Worldwide, the demand for alternative fuels is huge. In the United States the demand is critical. The United States has roughly 6 percent of the world’s population, but consumes nearly 25 percent of all the fossil fuel produced worldwide.
The fossil fuel supply is finite and emerging nations, especially China and India have dramatically increased fossil fuel use. Within the past decade, China has surpassed Japan, Russia and Germany to become the world’s second largest consumer of petroleum products, though still only using 7 percent of world production. India has gone from virtually no use (on a worldwide scale) to using 2.5 percent of world production.
Perhaps of greatest concern is that nearly 25 percent of the world oil reserves are in Saudi Arabia, with large percentages in Iraq, Iran and other Middle East countries with strained political relationships with the United States.
“There is no silver bullet solution to our fuel crisis, more like silver buckshot,” says Phillip Badger, president of General Bioenergy Inc., in Florence, Ala.
Badger contends that biodiesel will be one of the silver buckshot. Biomass and starch and sugar conversions, such as ethanol, will be the primary sources of alternative fuel.
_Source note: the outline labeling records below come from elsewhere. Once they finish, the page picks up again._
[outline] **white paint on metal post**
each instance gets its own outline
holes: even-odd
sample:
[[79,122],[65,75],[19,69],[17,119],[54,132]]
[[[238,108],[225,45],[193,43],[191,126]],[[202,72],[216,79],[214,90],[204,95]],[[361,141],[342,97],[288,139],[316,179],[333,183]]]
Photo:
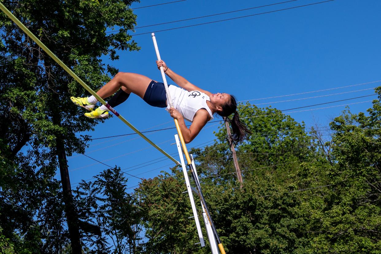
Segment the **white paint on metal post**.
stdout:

Badger says that anything made from petroleum can be made from biomass. In the United States the goal is to produce 1.3 billion metric tons of biomass by 2030. Cellulose, starch and sugar from biomass can replace one-third of total U.S. oil use by 2030.
Currently, Americans use roughly 120 billion gallons of gas annually. Ethanol plants in the United States currently produce approximately 4.5 billion gallons annually, with 84 percent coming from corn. Ethanol production is predicted to top out at near 12 billion gallons per year in the next five years. If production reaches 15-17 billion gallons per year, corn-based food production will be affected.